Luther preached about a direct encounter with the Lord, and preached in a way that expected listeners to experience the Lord directly. At the heart of the success of the Protestant Reformation was its bold and clear proclamation of Christ.
It’s not just in Wittenberg, Geneva or Cambridge that you can find one. In the Himalayan mountains of Nepal, in the Kenyan Rift Valley, amidst the hyper-urbanism of Seoul, or in rural America you can find a Protestant church. By any measure, the theological and ecclesiastical reforms released in the sixteenth century have demonstrated enormous capacity to take deep root in vastly different areas of the world. Indeed, one of the preeminent Anglican historians of our own day, Diarmaid MacCulloch, argues that adaptability is one of the greatest hallmarks of the Christian church. Despite significant opposition, Protestant churches survived the era of their tumultuous birth and grew large to provide spiritual shade and sustenance for countless men, women and children. But how?
Providentially, the sixteenth century was a perfect storm, both outside and inside the church. Feudal social relationships were in decline, being replaced by an economy in which goods and services were traded for money. The old face-to-face way of engaging with the world was being replaced with a more decentralised and impersonal economy. We speak fondly of the invention of the printing press, because it enabled the production of cheaper books, but it also expedited the development of early modern capitalism by enabling the mass printing of money and contracts on paper. Hierarchical relations of deference had lost their mystique, and a more dynamic society of burghers, guilds and an educated laity took their place. The Protestant movement benefited.
Ripe for Reform
Inside the church, everyone realised that corruption was great and reform was needed. It had only been a matter of a hundred years since the church had experienced leadership by three popes simultaneously. The early sixteenth century papacy was dominated by Renaissance princes, whose artistic or architectural vision outstripped their spiritual responsibilities. Luther’s visit to Rome in 1511 horrified him when he witnessed first hand the moral decrepitude of the clergy. The church had effectively become a stock exchange for trading merits, exemplified in the practice of selling indulgences, building on assumptions about relics, pilgrimages, purgatory, and priestly authority. This was by all accounts one of the lowest points in the history of the Western church, so the deep desire for moral renewal, even by non-Protestants like Erasmus, was evident.

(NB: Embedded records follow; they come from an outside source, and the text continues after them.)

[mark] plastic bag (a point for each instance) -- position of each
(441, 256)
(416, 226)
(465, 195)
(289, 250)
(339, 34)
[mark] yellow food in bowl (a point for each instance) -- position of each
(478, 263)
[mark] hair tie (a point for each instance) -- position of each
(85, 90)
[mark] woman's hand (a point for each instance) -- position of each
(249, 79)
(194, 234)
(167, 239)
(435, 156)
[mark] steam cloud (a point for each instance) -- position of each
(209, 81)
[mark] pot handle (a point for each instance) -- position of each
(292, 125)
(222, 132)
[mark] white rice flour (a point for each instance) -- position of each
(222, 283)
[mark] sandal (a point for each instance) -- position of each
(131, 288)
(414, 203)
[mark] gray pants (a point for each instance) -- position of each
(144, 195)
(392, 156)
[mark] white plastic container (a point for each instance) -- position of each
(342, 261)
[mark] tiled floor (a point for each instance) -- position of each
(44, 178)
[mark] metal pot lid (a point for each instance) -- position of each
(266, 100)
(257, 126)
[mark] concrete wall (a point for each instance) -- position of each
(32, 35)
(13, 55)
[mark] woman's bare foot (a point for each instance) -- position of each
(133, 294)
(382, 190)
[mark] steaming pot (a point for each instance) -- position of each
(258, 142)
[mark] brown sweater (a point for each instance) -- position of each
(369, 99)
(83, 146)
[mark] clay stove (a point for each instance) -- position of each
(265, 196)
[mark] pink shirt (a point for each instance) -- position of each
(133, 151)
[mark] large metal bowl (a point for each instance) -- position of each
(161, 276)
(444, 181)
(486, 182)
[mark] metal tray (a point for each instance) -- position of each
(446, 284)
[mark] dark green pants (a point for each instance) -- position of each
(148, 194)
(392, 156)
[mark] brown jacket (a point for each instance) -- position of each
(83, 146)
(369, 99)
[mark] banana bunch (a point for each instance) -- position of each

It was not that there was no vibrancy or signs of life in the parishes of the late medieval church. Lay leaders were very active in their community, and church attendance was by and large healthy. Recent scholarship has made clear that churches around Europe were receiving great gifts of adornment for the fabric of the buildings, and the feast of Corpus Christi for example was a much loved event, with its intersection of community and parish interests as Eamon Duffy has attested. The problem was not the church’s liveliness, but the lucidity of its central message, which had been obscured in the midst of enormous social transformation, and theological and moral confusion. What did the church really stand for? In this context, the Protestant Reformers, Luther chief amongst them, were able to refocus the mission of the church by distilling a clear message about grace in a way that was understood in the vernacular and received in the heart. He preached about a direct encounter with the Lord, and preached in a way that expected listeners to experience the Lord directly. At the heart of the success of the Protestant Reformation was its bold and clear proclamation of Christ.